Nonetheless under the given situation knowing may have fewer problem of acceptance than not knowing at all. Knowing how talks is proceeding toward certain logical conclusion, be it outside the existing constitutional framework, it will inevitably end as an integral part of the Indian Constitution similar to the pattern of 16 Point Agreement vis-à-vis Art 371(A). The simple question is when 16 Point Agreement despite embodying Naga integration as an indispensable part of final Naga settlement could not be appreciated as honorable can any future settlement without Naga integration be differently honorable? One fails to understand the rationality of concealing what is bound to come out later as part of the constitutional provision. Is it the fear of public rejection before inking the agreement? But not knowing what exactly is being talked in a close door meeting of selected few reminds the outsiders of the parable of several blind men describing differently the physical parts of an elephant.

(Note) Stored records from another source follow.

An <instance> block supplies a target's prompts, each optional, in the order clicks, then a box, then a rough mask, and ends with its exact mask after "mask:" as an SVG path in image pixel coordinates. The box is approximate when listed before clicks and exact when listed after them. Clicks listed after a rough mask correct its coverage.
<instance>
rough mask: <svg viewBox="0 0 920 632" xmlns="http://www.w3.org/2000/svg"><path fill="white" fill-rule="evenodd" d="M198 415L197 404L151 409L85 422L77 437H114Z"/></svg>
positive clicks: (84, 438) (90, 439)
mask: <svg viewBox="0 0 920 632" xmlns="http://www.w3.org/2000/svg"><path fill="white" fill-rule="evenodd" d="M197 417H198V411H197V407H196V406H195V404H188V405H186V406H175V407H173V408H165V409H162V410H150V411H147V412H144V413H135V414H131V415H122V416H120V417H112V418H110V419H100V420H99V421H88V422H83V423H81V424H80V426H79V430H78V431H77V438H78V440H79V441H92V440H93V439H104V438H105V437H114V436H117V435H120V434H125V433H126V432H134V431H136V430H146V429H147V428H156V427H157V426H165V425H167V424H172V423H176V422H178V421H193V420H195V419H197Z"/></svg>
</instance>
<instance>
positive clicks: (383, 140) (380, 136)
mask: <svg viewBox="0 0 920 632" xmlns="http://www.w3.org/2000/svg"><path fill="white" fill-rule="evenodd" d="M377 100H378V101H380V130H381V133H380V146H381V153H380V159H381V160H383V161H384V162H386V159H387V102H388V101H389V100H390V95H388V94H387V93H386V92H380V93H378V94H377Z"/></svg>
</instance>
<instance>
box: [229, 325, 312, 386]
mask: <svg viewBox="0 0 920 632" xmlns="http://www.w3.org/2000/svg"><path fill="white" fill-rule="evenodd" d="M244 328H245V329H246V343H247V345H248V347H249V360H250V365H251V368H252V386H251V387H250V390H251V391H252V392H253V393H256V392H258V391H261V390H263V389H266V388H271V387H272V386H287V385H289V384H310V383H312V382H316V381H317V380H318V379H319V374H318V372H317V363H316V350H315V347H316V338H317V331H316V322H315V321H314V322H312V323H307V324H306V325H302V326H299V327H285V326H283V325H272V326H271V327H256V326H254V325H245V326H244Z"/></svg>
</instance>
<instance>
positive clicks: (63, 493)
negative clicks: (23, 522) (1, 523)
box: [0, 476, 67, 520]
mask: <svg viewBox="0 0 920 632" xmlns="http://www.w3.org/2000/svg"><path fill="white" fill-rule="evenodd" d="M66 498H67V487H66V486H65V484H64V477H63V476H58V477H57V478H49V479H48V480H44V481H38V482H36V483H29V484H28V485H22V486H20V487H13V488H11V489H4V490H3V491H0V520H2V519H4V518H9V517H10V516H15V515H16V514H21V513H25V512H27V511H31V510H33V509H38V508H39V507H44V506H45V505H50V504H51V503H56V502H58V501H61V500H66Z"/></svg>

Surprisingly, those in authority in Nagaland collectively opted to support the bilateral talk without knowing or bothering to know what actual demand is being submitted to the GOI for sanction. I mention ‘sanction’ because the GOI has nothing to demand and receive from the negotiating faction save compromise on sovereignty and integration and therefore, despite many other demands submitted whatever is give-able and workable will be given by the GOI to the NSCN (IM) and not the other way round. At least Ibobi Singh, the Chief Minister of Manipur has taken his logical stand that he cannot support or oppose what is not made known to the people for consideration. The NSCN (IM) recently stated that the ball is now in the court of GOI but on closer perusal we see that the latter has tossed the same ball into the court of Ibobi Singh without whose consent the matter said to be at the threshold maybe dragged further by the indecisive GOI. If this presupposition can become a reality than there is also every possibility that towards the end the day Ibobi Singh and none else may become the hero; rather the current process of Naga solution has made him a hero.